Startseite LänderDeutschland Das war das Jahr 2023 in der Logistikbranche
Da die Jahre 2020-2022 für die Weltwirtschaft, aber insbesondere für die Logistikbranche turbulent, aber auch sehr ertragreich verliefen, könnte man bei 2023 fast wieder von einem «normalen» Jahr sprechen. Allerdings blieben die Problemthemen aus der obenerwähnten Zeitspanne bestehen, aber mit der Mauterhöhung per 1. Dezember 2023 kam vor allem für Deutschland eine neue Herausforderung dazu, deren Auswirkungen sich auf die gesamte Branche in Europa ausdehnen werden und deren Folgen man erst so ab Frühjahr 2024 absehen kann.

Von: Andreas Müller

(Basel) In der Logistikbranche hat sich vieles im Vergleich zu den Corona-Jahren 2020-2022 wieder «normalisiert» oder milder ausgedrückt beruhigt. So ist der Druck auf die Lieferketten gewichen und hat sich weitgehend den Vor-Corona-Jahren angeglichen. An die Energiepreise, entstanden durch die Invasion von Russland auf die Ukraine, hat man sich zwar nicht gewöhnt, aber gelernt damit umzugehen.

Für den Strassentransport in Europa kommt mit der Erhöhung der Maut in Deutschland eine Preisspirale zu, deren Folgen man noch nicht abschätzen kann. Da Deutschland auch ein wichtiges Transitland ist, betrifft das ganz Europa.

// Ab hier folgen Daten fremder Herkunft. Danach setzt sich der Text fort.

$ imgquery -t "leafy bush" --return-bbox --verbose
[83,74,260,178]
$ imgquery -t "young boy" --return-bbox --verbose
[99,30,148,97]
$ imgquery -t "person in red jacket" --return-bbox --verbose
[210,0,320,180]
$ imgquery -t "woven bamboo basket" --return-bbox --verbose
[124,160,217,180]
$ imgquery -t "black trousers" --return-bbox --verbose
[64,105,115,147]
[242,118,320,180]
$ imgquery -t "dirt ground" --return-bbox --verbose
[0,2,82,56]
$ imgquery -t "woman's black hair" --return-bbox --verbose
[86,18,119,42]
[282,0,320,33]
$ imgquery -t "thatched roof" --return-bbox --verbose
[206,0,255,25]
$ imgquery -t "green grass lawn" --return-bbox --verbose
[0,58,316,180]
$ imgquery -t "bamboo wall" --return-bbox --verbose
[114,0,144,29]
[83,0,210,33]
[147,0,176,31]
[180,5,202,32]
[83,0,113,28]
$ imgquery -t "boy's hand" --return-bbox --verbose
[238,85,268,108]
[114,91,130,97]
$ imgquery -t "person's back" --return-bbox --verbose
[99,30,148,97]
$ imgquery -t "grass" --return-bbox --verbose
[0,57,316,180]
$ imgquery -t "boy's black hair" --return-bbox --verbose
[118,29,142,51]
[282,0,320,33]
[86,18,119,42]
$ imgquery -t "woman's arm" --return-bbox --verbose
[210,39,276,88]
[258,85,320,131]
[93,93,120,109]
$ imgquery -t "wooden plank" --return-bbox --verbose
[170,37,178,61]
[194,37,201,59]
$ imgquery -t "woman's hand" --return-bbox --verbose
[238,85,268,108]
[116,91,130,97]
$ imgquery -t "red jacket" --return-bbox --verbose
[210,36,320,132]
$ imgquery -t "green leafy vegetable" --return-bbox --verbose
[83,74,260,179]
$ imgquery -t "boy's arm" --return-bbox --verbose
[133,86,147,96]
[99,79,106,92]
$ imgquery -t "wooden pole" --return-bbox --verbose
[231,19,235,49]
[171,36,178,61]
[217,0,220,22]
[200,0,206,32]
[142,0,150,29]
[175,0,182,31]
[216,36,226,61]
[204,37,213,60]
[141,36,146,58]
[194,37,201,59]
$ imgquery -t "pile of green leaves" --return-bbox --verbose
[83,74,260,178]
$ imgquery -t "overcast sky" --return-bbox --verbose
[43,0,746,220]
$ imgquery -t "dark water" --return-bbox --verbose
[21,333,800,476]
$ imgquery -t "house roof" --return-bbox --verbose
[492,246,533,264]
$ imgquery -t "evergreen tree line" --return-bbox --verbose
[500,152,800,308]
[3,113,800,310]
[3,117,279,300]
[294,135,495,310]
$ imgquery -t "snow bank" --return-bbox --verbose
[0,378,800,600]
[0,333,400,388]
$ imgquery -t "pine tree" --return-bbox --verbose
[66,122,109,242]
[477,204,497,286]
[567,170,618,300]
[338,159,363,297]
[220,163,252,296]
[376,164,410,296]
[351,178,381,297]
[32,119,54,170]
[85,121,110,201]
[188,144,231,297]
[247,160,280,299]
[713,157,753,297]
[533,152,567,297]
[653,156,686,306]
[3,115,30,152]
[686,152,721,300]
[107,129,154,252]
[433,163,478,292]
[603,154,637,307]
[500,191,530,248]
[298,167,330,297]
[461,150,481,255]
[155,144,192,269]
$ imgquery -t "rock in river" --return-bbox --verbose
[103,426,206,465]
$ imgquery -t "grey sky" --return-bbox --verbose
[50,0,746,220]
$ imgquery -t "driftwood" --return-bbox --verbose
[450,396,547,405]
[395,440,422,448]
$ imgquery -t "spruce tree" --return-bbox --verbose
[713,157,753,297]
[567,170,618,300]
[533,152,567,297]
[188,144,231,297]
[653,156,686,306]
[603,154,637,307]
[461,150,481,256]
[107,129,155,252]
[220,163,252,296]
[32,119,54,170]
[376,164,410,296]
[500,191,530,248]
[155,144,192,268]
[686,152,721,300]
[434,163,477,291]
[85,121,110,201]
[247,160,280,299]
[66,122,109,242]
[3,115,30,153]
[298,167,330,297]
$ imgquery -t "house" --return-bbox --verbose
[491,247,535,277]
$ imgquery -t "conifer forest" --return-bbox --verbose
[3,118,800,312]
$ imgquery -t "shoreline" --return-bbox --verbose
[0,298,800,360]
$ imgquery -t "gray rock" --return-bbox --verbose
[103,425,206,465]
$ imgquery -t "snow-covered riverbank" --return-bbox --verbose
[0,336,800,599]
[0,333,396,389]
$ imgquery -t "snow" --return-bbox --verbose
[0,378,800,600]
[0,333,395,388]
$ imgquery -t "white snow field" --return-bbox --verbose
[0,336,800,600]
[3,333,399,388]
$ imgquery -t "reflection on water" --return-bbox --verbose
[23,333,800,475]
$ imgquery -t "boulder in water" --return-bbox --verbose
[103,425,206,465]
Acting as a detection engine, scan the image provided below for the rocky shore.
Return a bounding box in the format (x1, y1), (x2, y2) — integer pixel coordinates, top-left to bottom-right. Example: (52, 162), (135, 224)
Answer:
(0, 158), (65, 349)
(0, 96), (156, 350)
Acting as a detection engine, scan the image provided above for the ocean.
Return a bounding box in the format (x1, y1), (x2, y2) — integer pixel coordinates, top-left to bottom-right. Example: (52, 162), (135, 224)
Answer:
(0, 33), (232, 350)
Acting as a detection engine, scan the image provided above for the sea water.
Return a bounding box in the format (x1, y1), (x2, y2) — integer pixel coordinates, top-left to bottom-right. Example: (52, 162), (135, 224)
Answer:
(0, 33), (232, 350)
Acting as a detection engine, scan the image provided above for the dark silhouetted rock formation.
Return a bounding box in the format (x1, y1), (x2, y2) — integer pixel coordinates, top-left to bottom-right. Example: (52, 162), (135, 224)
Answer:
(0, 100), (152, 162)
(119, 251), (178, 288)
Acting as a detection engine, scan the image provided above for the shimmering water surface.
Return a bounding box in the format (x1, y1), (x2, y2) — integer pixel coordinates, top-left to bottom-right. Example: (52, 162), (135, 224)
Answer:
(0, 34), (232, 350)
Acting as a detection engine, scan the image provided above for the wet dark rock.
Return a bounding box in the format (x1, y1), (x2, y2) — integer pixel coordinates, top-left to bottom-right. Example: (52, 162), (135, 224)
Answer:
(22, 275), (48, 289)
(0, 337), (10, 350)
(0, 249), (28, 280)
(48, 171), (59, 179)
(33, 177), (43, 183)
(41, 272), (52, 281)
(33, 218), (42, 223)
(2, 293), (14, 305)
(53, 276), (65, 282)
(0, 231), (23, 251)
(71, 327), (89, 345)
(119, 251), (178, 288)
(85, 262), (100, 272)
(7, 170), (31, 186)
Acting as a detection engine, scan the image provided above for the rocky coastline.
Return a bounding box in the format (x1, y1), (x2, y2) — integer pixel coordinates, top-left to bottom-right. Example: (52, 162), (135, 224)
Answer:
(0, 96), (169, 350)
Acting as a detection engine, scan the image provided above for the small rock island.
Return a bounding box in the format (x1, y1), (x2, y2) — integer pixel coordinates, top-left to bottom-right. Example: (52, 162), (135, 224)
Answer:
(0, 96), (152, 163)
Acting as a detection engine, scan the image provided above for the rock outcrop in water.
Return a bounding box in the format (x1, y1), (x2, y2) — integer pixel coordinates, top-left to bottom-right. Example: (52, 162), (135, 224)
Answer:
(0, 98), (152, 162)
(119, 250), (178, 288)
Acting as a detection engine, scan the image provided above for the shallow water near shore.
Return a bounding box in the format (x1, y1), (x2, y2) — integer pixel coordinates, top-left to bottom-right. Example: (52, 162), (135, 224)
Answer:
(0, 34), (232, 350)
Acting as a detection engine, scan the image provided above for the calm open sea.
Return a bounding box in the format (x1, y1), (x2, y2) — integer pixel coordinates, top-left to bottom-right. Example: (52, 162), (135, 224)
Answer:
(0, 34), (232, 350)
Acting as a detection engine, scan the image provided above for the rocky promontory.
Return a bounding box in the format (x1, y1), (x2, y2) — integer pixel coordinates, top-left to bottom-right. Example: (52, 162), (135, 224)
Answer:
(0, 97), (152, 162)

Zusammengefasst ein paar wichtige Ereignisse und Fakten aus dem Jahr 2023:

 

Allgemein

Die Nachhaltigkeit als ein Dauerthema ist geblieben und wird auch so schnell nicht wieder aus den Anforderungskatalogen an die Logistik verschwinden. Es wird aber immer schwieriger sich damit von der Konkurrenz abzuheben, denn es wird schlicht und einfach vorausgesetzt, ob es nun manchmal ein «Scheingefecht» ist oder nicht. Die Anschaffung eines E-LKW ist zwar immer noch spannend, wirft aber niemanden mehr aus der Bahn. Solarzellen auf Dächern von Logistikanlagen (neue und bestehende) sind ebenfalls die Norm. Die Branche hat ihre Aufgaben gelöst, was den Ersatz von fossilen Brennstoffen anbelangt, ist man auf Dritte angewiesen.

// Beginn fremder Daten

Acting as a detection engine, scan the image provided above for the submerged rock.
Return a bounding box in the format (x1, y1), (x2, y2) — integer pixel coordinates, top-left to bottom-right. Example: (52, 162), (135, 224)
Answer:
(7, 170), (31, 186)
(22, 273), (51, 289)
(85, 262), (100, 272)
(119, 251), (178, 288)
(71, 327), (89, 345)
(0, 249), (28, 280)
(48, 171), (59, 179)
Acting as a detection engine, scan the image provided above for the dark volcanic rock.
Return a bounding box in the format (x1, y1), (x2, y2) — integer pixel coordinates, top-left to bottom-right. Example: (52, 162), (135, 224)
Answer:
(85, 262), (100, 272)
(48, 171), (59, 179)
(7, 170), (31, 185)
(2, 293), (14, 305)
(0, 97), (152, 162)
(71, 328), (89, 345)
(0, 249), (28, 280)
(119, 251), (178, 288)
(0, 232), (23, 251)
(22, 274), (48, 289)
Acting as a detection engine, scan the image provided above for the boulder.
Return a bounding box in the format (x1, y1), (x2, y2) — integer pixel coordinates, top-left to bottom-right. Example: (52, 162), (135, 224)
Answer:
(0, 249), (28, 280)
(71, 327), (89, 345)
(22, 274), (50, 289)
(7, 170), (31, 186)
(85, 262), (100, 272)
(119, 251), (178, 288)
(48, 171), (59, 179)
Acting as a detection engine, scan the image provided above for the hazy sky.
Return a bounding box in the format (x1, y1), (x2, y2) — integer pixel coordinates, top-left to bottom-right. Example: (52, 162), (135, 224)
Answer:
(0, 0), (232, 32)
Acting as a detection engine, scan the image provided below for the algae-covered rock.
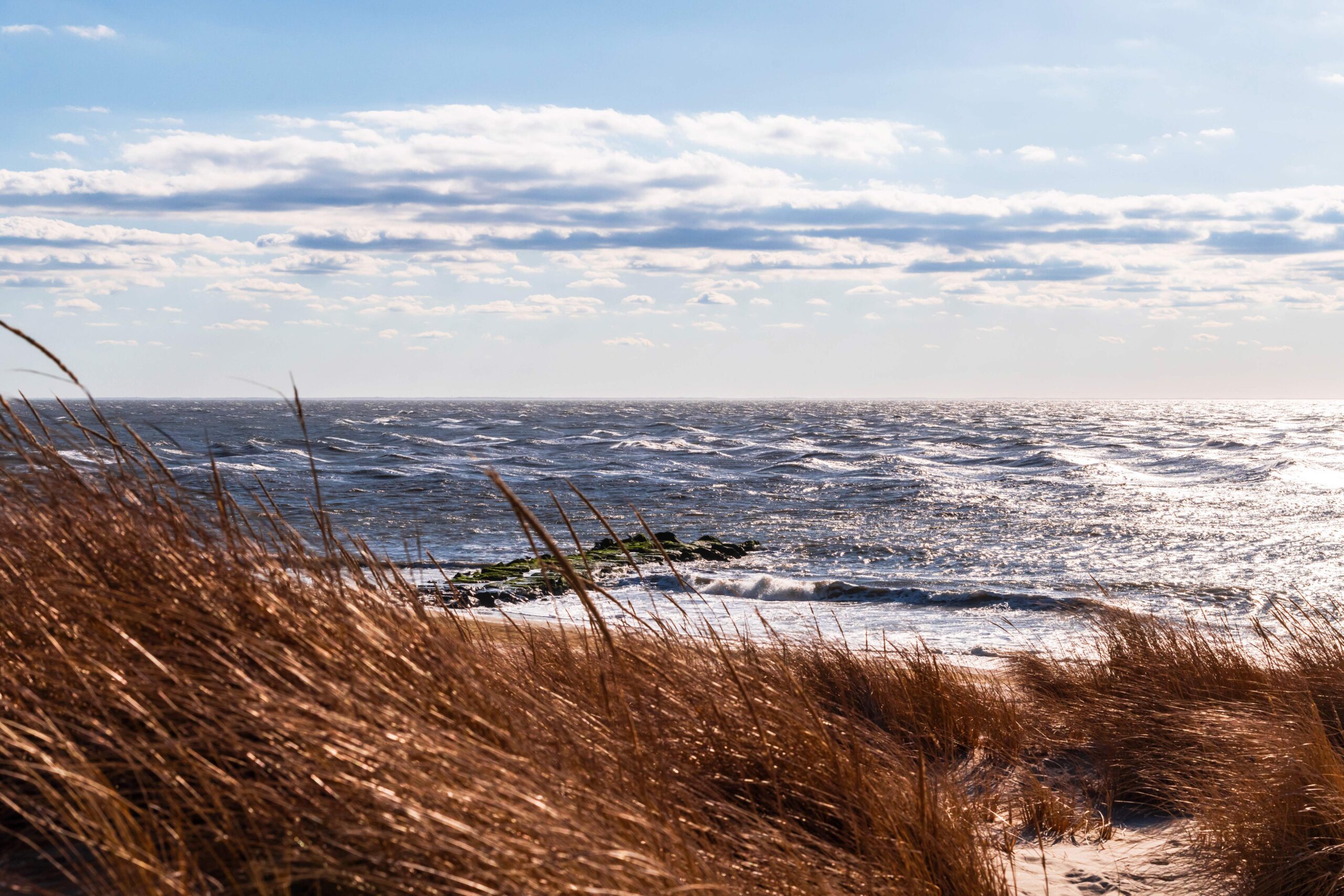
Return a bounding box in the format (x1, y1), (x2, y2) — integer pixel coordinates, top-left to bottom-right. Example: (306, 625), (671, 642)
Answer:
(430, 532), (761, 607)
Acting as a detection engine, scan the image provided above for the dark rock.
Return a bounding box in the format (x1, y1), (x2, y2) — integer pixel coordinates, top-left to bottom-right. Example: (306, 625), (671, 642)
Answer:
(438, 532), (761, 607)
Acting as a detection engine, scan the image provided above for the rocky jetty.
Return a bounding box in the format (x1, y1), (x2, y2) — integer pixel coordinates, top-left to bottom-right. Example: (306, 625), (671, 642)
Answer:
(421, 532), (761, 607)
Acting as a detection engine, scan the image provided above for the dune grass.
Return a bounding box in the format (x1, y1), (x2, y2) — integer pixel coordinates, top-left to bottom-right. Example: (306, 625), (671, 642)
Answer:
(0, 344), (1344, 896)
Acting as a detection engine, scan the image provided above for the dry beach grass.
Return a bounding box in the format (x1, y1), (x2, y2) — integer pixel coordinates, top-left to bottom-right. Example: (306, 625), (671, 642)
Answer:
(0, 335), (1344, 896)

Die Deutsche Bahn blieb auch im 2023 in den Schlagzeilen. Die Zahlen stimmen nicht und jetzt gegen Ende des Jahres wurde auch bekannt, dass ein Gewinneinbruch bei der Tochter DB Schenker, das schon negative Resultat noch schlechter ausfallen lässt. An der, Ende September bekanntgegebenen, Verkaufsabsicht von DB Schenker soll nicht gerüttelt werden. Gerade dieser Tage erschüttert die Meldung, dass sich der Vorstand der Deutschen Bahn für 2022 Boni in Höhe von
5 Millionen Euro genehmigt. Ein Unding zur Unzeit. Da darf man sich zurecht fragen, wer so etwas absegnet?

Der Fachkräftemangel, vor allem im Bereich von Fahrpersonal, wird immer noch als grosses Problem bezeichnet, obwohl es gegen Ende des Jahres wieder Menschen gibt, die auch in der Logistikbranche nicht sofort wieder einen Job finden.

Die Automatisierung, die Künstliche Intelligenz und auch die Robotik nehmen in der Branche immer mehr Fahrt auf. Vorreiter ist die Intralogistik, wo das Tempo rasant vorwärts geht. Viele innovative Unternehmen sind entstanden und auch die etablierten Marktführer bleiben nicht stehen, so dass die Dynamik enorm ist. In den anderen Bereichen sind es vor allem Buchungsplattformen, welche die Digitalisierung vorantreiben. Das eigentliche Kerngeschäft, der Transport von A nach B, lässt sich noch nicht so einfach automatisieren. Das Autonome Fahren hinkt da noch hinterher. Aber die Dispo-Tools werden immer intelligenter.

Viele sind der Meinung, dass die Logistikbranche mit ihren Margen nicht reich machen kann. Klaus-Michael Kühne von Kühne+Nagel wird da anderer Meinung sein, wurde er doch im April, in der nicht gerade als arm bekannten Schweiz, als reichster Einwohner erkoren. Natürlich verdient er nicht nur mit der reinen Logistik sein Geld.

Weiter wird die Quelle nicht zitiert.